Visual Citations with Bounding Boxes

LiteParse

Guides

Use bounding boxes and screenshots to show exactly where information was found in a document.

When building agents or RAG workflows, it is often not enough to parse text and call it done. Frequently, users and applications will require you to show where that text came from.

LiteParse gives you spatial coordinates for every text item, plus page screenshots, so you can highlight exact regions on the rendered page.

How bounding boxes work

When you parse a document with JSON output, each page includes a key data source for visual citations: textItems. Every extracted text element with its position (x, y, width, height) and content.

$ lit parse document.pdf --format json
{
  "pages": [{
    "page": 1,
    "width": 612,
    "height": 792,
    "text": "...",
    "textItems": [
      { "text": "Revenue grew 15%", "x": 72, "y": 200, "width": 150, "height": 12, ... }
    ],
  }]
}

Coordinates are in PDF points (1 point = 1/72 inch). Origin is the top-left corner of the page, with X increasing right and Y increasing down.

Library usage

The library lets you do both in a single script, parse for bboxes and generate screenshots. For example, you might be looking for specific information like “Revenue” and want to show exactly where it appears on the page:

import { LiteParse } from "@llamaindex/liteparse";

const parser = new LiteParse({ outputFormat: "json", dpi: 150 });

const result = await parser.parse("report.pdf");
const screenshots = await parser.screenshot("report.pdf");

// Find a text item by its content
for (const page of result.json?.pages || []) {
  for (const item of page.textItems) {
    if (item.text.includes("Revenue")) {
      console.log(`Found on page ${page.page}: (${item.x}, ${item.y}) ${item.width}×${item.height}`);
    }
  }
}

Converting coordinates to image pixels

Text item coordinates are in PDF points, but screenshots are in pixels. To draw highlights on a screenshot, you need to scale the coordinates:

const scaleFactor = dpi / 72; // PDF points → pixels at your chosen DPI

function itemToPixels(item, dpi = 150) {
  const scale = dpi / 72;
  return {
    x: item.x * scale,
    y: item.y * scale,
    width: item.width * scale,
    height: item.height * scale,
  };
}

For example, at the default 150 DPI the scale factor is 150 / 72 ≈ 2.08, so a text item at (72, 200) maps to pixel (150, 416).

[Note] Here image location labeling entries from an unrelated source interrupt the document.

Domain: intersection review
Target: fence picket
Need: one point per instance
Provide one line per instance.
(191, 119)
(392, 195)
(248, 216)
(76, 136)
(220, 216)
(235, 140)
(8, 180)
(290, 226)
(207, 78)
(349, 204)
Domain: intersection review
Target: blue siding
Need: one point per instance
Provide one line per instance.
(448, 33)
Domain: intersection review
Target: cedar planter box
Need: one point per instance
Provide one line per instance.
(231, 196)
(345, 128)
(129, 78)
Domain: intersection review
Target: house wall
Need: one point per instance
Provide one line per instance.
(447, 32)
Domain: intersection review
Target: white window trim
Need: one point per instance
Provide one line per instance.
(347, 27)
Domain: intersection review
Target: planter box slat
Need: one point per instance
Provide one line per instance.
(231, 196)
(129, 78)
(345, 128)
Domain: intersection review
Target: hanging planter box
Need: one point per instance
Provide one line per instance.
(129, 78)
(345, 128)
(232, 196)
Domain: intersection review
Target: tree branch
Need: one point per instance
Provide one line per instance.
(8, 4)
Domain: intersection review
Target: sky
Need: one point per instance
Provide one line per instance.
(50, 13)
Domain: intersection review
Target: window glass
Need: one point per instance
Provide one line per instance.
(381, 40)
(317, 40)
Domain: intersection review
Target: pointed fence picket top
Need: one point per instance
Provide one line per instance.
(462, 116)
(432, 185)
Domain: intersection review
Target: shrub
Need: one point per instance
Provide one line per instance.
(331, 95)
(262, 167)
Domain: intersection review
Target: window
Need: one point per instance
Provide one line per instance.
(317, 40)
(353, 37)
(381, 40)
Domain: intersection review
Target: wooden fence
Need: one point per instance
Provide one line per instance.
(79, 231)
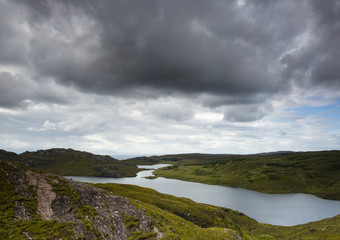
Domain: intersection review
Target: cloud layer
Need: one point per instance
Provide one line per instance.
(158, 61)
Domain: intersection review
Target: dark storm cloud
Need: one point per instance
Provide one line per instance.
(13, 48)
(18, 91)
(213, 47)
(236, 54)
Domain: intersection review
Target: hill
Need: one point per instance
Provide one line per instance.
(316, 173)
(69, 162)
(37, 205)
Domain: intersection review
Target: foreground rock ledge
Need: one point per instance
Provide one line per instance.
(92, 213)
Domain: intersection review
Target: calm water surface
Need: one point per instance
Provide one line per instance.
(276, 209)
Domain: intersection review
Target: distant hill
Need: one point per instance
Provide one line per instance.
(69, 162)
(315, 173)
(38, 205)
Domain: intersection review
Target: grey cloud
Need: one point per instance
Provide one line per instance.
(18, 91)
(317, 63)
(217, 52)
(246, 113)
(13, 38)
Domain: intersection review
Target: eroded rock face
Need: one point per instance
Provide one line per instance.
(94, 213)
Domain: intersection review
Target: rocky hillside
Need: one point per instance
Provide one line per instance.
(36, 205)
(73, 163)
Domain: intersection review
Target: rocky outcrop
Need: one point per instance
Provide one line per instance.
(91, 212)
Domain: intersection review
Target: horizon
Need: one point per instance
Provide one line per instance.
(129, 156)
(129, 77)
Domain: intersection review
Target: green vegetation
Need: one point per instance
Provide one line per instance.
(315, 173)
(68, 162)
(182, 218)
(35, 227)
(172, 217)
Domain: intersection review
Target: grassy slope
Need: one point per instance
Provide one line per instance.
(179, 218)
(12, 228)
(163, 207)
(73, 163)
(174, 226)
(316, 173)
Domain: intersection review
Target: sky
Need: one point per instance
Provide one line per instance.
(160, 77)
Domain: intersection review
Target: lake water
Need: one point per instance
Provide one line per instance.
(276, 209)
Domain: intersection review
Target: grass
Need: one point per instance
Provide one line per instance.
(183, 218)
(315, 173)
(69, 162)
(175, 217)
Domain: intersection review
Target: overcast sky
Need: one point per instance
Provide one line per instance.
(158, 76)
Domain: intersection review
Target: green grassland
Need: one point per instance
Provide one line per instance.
(316, 173)
(182, 218)
(173, 217)
(69, 162)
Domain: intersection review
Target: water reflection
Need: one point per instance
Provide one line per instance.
(276, 209)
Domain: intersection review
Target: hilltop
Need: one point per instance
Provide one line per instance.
(69, 162)
(38, 205)
(315, 173)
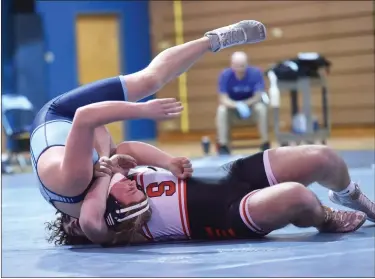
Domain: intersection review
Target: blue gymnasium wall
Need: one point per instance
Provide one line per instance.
(59, 26)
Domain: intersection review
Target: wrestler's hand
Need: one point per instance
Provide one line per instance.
(181, 167)
(162, 109)
(121, 163)
(103, 167)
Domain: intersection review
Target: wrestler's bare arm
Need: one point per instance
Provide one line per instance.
(145, 154)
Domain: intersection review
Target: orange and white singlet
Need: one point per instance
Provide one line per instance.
(167, 198)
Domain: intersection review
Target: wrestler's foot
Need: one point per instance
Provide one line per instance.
(357, 201)
(341, 221)
(244, 32)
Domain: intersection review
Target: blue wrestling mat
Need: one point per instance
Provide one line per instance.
(289, 252)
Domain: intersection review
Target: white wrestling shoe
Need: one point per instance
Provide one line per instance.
(357, 201)
(241, 33)
(342, 221)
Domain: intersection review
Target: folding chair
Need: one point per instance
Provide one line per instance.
(17, 117)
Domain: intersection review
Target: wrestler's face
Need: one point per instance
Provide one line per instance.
(71, 226)
(127, 192)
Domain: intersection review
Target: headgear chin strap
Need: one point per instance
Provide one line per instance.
(116, 212)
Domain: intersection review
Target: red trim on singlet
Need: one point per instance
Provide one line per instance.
(186, 210)
(179, 185)
(245, 213)
(143, 186)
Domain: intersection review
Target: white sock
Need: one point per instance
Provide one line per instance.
(348, 190)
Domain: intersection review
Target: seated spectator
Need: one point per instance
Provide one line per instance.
(241, 94)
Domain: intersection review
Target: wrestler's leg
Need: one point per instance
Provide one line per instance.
(317, 163)
(275, 207)
(176, 60)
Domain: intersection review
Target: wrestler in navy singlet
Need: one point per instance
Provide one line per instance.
(54, 121)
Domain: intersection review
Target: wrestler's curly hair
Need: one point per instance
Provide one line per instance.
(128, 231)
(59, 236)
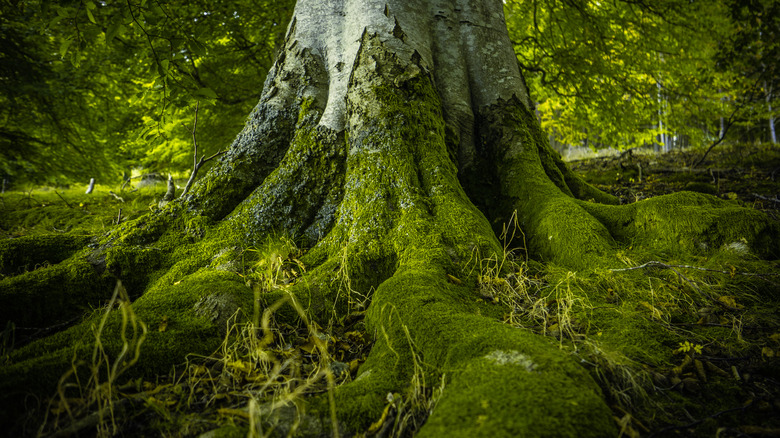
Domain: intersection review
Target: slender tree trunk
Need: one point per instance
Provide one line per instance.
(772, 134)
(393, 140)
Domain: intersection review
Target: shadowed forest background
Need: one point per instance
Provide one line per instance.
(681, 336)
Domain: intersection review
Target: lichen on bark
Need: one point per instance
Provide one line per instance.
(393, 140)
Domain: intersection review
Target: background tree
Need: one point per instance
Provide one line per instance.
(392, 140)
(93, 88)
(625, 73)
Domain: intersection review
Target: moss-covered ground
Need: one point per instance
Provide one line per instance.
(681, 346)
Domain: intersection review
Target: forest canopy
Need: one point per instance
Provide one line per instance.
(97, 88)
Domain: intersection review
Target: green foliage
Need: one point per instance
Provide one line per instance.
(621, 73)
(90, 89)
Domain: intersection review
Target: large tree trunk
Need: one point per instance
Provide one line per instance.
(393, 139)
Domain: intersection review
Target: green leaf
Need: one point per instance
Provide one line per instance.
(89, 12)
(116, 28)
(207, 93)
(64, 47)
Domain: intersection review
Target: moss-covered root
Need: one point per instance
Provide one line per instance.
(179, 316)
(499, 381)
(569, 224)
(52, 295)
(691, 222)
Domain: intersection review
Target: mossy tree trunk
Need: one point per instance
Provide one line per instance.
(393, 140)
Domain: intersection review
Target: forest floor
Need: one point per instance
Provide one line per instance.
(724, 384)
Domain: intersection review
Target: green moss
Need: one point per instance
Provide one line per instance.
(54, 294)
(30, 252)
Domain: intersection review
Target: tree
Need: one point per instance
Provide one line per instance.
(392, 140)
(92, 89)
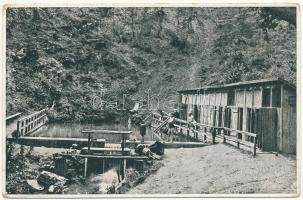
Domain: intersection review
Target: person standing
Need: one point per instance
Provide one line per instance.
(171, 127)
(129, 123)
(190, 121)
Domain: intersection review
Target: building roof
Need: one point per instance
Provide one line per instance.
(239, 84)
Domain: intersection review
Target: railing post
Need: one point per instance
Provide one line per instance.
(255, 146)
(88, 143)
(213, 132)
(18, 128)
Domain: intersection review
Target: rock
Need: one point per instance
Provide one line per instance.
(48, 178)
(51, 189)
(34, 185)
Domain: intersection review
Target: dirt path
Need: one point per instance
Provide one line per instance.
(220, 169)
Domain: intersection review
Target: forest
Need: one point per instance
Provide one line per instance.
(62, 57)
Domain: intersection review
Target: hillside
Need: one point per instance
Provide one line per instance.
(62, 57)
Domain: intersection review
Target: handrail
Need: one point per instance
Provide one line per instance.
(31, 123)
(183, 124)
(101, 131)
(13, 116)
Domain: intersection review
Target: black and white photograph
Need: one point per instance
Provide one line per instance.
(151, 101)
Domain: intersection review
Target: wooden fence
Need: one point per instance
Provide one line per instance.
(204, 132)
(31, 123)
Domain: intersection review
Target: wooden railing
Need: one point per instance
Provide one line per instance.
(12, 117)
(204, 132)
(31, 123)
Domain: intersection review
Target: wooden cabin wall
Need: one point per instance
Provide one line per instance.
(240, 98)
(223, 99)
(257, 98)
(248, 98)
(212, 98)
(279, 129)
(288, 122)
(218, 98)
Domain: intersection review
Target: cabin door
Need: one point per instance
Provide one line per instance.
(267, 136)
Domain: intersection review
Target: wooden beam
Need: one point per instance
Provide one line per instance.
(105, 156)
(244, 97)
(105, 132)
(270, 97)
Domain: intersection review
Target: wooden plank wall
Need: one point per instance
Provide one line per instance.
(288, 123)
(279, 129)
(268, 130)
(257, 98)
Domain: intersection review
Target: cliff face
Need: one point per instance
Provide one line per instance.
(64, 56)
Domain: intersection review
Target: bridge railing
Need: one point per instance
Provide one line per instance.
(31, 123)
(203, 132)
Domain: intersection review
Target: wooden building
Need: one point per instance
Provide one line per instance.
(264, 107)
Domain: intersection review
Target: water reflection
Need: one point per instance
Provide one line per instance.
(73, 130)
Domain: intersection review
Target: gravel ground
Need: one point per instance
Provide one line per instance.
(220, 169)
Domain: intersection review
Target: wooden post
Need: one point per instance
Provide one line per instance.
(188, 130)
(124, 168)
(103, 165)
(270, 96)
(18, 128)
(88, 143)
(255, 146)
(122, 171)
(123, 143)
(85, 167)
(214, 135)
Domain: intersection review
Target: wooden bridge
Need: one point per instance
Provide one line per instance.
(205, 132)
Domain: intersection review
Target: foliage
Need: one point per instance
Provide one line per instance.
(64, 56)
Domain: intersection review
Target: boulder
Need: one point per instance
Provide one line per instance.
(48, 178)
(51, 189)
(34, 185)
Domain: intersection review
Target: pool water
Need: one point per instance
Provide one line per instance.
(73, 130)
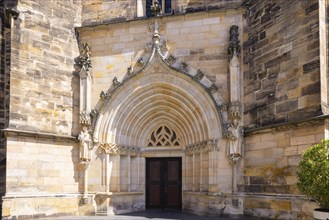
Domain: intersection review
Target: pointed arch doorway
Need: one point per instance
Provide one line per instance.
(179, 107)
(164, 183)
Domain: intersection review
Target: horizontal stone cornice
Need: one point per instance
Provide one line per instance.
(318, 120)
(240, 10)
(9, 132)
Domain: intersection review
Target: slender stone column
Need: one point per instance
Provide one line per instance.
(140, 8)
(107, 174)
(234, 126)
(85, 165)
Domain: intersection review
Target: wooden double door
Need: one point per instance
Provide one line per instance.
(164, 183)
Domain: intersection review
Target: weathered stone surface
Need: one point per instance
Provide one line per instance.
(274, 42)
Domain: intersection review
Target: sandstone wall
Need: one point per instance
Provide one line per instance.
(44, 98)
(270, 164)
(5, 49)
(102, 11)
(281, 57)
(44, 91)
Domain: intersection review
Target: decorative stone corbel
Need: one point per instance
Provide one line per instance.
(156, 9)
(234, 47)
(10, 13)
(84, 137)
(233, 128)
(115, 82)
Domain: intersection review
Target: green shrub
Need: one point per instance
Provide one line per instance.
(313, 173)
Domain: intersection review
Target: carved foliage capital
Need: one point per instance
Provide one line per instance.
(234, 47)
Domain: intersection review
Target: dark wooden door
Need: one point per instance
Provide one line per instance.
(164, 183)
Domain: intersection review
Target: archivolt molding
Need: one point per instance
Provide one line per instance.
(157, 49)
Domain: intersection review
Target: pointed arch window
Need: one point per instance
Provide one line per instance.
(165, 5)
(162, 137)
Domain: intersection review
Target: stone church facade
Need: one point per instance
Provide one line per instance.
(110, 107)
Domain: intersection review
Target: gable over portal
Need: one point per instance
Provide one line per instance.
(159, 89)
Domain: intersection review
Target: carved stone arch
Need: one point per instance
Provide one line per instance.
(176, 76)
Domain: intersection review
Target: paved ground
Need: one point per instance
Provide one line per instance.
(154, 215)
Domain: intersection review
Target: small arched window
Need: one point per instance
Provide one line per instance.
(163, 136)
(165, 6)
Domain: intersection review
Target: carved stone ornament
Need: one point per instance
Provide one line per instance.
(234, 113)
(119, 149)
(130, 70)
(116, 83)
(85, 144)
(156, 8)
(234, 137)
(234, 47)
(198, 76)
(10, 13)
(213, 88)
(84, 59)
(85, 118)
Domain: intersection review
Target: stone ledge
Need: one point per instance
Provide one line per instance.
(286, 125)
(9, 132)
(189, 13)
(110, 194)
(25, 196)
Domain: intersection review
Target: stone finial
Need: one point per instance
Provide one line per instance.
(234, 47)
(84, 59)
(156, 9)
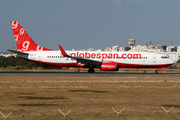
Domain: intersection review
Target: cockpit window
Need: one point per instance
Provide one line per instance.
(164, 57)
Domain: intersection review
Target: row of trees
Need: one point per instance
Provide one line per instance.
(17, 63)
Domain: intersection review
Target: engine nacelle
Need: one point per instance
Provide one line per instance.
(109, 67)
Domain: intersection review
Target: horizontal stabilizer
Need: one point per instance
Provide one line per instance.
(17, 52)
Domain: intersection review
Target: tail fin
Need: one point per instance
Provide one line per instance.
(23, 41)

Searching for phrases with `searchItems`

A single text item often contains just one word or fragment. A phrase like "0°C to 70°C" may span several adjacent items. The searchItems utility handles this — it concatenates consecutive items, finds matches, and returns merged text items with combined bounding boxes:

import { LiteParse, searchItems } from "@llamaindex/liteparse";

const parser = new LiteParse({ outputFormat: "json" });
const result = await parser.parse("report.pdf");

for (const page of result.json.pages) {
  const matches = searchItems(page.textItems, { phrase: "0°C to 70°C" });
  for (const match of matches) {
    console.log(`Found "${match.text}" at (${match.x}, ${match.y}) ${match.width}×${match.height}`);
  }
}

Each returned item has the same shape as a regular text item, with merged coordinates spanning all the items that contributed to the match.

For single-word searches, iterating textItems individually (as shown in the library usage section above) is simpler and works fine.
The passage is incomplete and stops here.